The NASA/ESA Hubble Space Telescope has established an extraordinary new benchmark: detecting the light of a star that existed within the first billion years after the Universe’s birth in the Big Bang (at a redshift of 6.2) — the most distant individual star ever seen. This sets up a major target for the NASA/ESA/CSA James Webb Space Telescope in its first year
This find is a huge leap back in time compared to the previous single-star record holder; detected by Hubble in 2018. That star existed when the universe was about 4 billion years old, or 30 percent of its current age, at a time that astronomers refer to as “redshift 1.5.” Scientists use the word “redshift” because as the Universe expands, light from distant objects is stretched or “shifted” to longer, redder wavelengths as it travels toward us.
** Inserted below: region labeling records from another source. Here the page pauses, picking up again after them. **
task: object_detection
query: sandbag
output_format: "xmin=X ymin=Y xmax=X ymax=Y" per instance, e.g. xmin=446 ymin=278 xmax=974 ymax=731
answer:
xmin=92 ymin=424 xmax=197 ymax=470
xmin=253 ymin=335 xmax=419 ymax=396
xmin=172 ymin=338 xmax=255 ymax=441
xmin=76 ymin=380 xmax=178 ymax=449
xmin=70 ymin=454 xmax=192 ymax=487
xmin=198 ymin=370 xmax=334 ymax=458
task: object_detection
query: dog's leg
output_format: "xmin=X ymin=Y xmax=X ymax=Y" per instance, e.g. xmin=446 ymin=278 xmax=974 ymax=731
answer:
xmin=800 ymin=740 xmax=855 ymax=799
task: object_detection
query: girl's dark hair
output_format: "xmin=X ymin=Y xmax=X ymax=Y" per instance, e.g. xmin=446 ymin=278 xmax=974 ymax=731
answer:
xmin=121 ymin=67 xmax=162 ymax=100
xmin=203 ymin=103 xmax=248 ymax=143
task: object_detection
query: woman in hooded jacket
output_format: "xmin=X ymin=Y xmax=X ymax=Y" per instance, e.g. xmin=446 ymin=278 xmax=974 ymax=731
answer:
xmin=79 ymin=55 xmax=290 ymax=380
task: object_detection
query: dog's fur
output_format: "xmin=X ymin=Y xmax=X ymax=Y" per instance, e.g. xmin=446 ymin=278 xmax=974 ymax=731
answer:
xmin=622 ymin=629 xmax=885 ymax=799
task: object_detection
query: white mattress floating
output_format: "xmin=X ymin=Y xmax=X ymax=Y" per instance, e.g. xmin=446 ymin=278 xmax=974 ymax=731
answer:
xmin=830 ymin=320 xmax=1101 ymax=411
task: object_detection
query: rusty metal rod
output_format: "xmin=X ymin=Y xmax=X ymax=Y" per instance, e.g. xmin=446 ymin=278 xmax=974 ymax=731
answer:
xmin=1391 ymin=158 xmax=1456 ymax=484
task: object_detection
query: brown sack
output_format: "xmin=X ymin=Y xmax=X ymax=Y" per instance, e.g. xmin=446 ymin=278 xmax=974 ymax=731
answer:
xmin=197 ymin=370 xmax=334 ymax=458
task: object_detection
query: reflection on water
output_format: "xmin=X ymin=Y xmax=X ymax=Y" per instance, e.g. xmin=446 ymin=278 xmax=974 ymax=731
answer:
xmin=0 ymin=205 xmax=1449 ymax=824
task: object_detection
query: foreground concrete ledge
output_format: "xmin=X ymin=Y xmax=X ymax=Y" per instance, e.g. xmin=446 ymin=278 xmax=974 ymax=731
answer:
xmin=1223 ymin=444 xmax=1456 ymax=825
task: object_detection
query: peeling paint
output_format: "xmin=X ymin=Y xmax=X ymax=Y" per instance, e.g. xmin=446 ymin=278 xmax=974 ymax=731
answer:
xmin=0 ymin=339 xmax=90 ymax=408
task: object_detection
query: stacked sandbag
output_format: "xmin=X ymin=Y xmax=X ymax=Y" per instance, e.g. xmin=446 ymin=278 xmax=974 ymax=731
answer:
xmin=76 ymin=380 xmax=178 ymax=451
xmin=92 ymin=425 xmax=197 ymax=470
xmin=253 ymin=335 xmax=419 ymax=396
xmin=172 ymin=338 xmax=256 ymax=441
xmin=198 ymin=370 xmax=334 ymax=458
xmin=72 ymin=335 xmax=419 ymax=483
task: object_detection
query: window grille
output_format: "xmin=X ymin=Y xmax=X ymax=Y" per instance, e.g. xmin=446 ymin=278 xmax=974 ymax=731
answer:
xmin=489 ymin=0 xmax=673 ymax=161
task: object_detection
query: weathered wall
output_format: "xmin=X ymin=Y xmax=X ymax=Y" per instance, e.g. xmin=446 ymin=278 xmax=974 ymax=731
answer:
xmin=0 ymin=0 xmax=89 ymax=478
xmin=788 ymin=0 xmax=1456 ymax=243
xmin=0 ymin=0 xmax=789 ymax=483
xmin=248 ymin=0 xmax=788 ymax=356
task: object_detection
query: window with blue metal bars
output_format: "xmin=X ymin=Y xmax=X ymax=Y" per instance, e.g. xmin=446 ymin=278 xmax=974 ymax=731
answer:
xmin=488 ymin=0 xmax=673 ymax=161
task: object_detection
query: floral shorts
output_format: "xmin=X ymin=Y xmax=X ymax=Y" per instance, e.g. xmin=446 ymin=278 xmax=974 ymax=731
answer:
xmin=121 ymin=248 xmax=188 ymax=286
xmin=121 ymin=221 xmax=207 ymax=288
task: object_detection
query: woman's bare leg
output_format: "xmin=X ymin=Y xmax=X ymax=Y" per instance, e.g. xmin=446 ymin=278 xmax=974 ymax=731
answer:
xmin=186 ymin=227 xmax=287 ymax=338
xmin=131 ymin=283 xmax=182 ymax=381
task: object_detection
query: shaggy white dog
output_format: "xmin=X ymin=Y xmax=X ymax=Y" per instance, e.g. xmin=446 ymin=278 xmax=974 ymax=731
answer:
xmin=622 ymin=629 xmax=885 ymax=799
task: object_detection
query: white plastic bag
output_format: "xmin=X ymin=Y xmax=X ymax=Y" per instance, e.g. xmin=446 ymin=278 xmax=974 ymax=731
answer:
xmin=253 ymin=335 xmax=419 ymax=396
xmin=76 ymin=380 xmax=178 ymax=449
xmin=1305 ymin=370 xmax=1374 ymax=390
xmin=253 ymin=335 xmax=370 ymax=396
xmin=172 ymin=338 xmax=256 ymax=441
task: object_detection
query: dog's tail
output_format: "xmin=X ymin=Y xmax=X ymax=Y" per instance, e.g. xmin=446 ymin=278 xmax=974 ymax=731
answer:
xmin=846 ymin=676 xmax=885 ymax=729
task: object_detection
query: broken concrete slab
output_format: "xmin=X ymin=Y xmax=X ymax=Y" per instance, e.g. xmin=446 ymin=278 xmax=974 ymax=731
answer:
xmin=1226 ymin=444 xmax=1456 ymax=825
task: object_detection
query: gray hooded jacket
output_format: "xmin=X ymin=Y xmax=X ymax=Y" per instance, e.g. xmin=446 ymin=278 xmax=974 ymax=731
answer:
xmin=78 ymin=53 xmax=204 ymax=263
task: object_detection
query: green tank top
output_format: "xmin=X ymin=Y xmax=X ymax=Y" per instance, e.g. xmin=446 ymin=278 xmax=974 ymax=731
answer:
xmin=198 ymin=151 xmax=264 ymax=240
But the newly detected star is so far away that its light has taken 12.9 billion years to reach Earth, appearing to us as it did when the universe was only 7 percent of its current age, at redshift 6.2. The smallest objects previously seen at such a great distance are clusters of stars, embedded inside early galaxies.
“We almost didn’t believe it at first, it was so much farther than the previous most distant, highest redshift star,” said astronomer Brian Welch of the Johns Hopkins University in Baltimore, lead author of the paper describing the discovery, which is published in the journal Nature. The discovery was made from data collected during Hubble’s RELICS (Reionization Lensing Cluster Survey) program, led by co-author Dan Coe at the Space Telescope Science Institute (STScI).
“Normally at these distances, entire galaxies look like small smudges, the light from millions of stars blending together,” said Welch. “The galaxy hosting this star has been magnified and distorted by gravitational lensing into a long crescent that we named the Sunrise Arc.” After studying the galaxy in detail, Welch determined that one feature is an extremely magnified star that he called Earendel, which means “morning star” in Old English. The discovery holds the promise of opening up an uncharted era of very early star formation.
“Earendel existed so long ago that it may not have had all the same raw materials as the stars around us today,” Welch explained. “Studying Earendel will be a window onto an era of the Universe that we are unfamiliar with, but that led to everything we do know. It’s like we’ve been reading a really interesting book, but we started with the second chapter, and now we will have a chance to see how it all got started,” Welch said.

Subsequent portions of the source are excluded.